Dalam kasus seperti ini, kehati-hatian Hakim bergeser untuk mencari pemenuhan Pasal 127 (Penyalah Guna) yang mengutamakan rehabilitasi.

    2. Pedoman dan Diskresi Mahkamah Agung

Untuk memandu kehati-hatian ini, Mahkamah Agung mengeluarkan sejumlah panduan, seperti Surat Edaran Mahkamah Agung (SEMA) Nomor 3 Tahun 2023, SEMA Nomor 1 Tahun 2017, SEMA Nomor 3 Tahun 2015 dan SEMA Nomor 4 Tahun 2010. 

SEMA ini memberikan petunjuk teknis, jika Jaksa Penuntut Umum mendakwa dengan Pasal tertentu, tetapi faktanya terdakwa hanya sebagai pengguna dengan barang bukti relatif kecil, Hakim dapat menyimpangi pidana minimum. 

Dasar hukumnya adalah, diskresi Hakim dan asas kebebasan Hakim dalam mencari dan menemukan hukum yang adil (ius curia novit). 
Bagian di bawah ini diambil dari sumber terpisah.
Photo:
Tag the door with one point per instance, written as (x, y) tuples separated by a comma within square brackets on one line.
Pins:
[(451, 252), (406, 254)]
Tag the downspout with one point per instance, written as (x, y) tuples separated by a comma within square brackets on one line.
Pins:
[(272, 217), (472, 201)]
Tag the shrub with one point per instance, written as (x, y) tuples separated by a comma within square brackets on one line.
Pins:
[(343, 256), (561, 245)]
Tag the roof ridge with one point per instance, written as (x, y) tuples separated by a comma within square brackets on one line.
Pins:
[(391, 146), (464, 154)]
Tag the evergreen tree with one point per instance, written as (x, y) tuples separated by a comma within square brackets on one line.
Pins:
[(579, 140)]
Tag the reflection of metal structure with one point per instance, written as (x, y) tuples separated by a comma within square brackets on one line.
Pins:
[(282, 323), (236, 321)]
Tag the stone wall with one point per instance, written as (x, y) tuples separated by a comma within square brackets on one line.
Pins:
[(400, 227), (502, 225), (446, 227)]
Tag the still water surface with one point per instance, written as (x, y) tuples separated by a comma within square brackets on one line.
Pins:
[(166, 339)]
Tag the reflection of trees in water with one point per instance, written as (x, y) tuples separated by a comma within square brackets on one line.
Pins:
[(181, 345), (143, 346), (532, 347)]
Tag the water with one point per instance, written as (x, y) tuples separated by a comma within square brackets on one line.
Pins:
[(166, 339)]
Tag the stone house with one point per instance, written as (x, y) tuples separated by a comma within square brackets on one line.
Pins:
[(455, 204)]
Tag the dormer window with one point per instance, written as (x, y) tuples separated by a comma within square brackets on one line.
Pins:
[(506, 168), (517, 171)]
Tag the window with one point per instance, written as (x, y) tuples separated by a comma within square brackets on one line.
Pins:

Meskipun, SEMA bukanlah undang-undang, ia menjadi pedoman etis dan yuridis bagi Hakim dalam menyeimbangkan antara kepastian hukum (yang dituntut oleh UU Narkotika) dan keadilan substantif (yang dituntut oleh fakta kemanusiaan terdakwa).

Implikasi Kehati-hatian Hakim

Keputusan untuk menjatuhkan vonis di bawah minimum memiliki implikasi yang signifikan, antara lain:

  1. Aspek Kemanusiaan dan Rehabilitasi: Keputusan yang lebih ringan memungkinkan terdakwa, terutama yang tergolong pecandu, mendapatkan putusan rehabilitasi, bukan pemenjaraan. Ini sejalan dengan filosofi pemasyarakatan dan pemulihan, bukan sekadar pembalasan.
  2. Mencegah Disparitas Putusan: Dengan adanya kehati-hatian dan pedoman yang sama seperti SEMA, disparitas putusan (perbedaan berat hukuman untuk kasus yang serupa) dapat diminimalisir, sehingga keadilan di mata publik lebih terjamin.
  3. Peran dalam Jaringan: Pidana di bawah minimal dapat dijatuhkan kepada terdakwa yang terbukti bukan merupakan bandar atau otak kejahatan. Hakim memberikan pertimbangan khusus pada peran terdakwa yang kooperatif, berterus terang, dan menunjukkan penyesalan.

Pada akhirnya, kehati-hatian Hakim dalam perkara narkotika Pasal 112 dan 114 adalah manifestasi dari penerapan hukum progresif. 

Hakim tidak hanya menjadi "corong undang-undang," tetapi juga penegak keadilan yang mempertimbangkan konteks sosial, peran terdakwa dan tujuan pemidanaan sejati dengan melindungi masyarakat sambil tetap menjunjung tinggi hak asasi manusia dan peluang pemulihan. 

Palu yang diketuk di bawah batas minimum, adalah sebuah pesan bahwa hukum harus humanis, bukan sekadar robotis.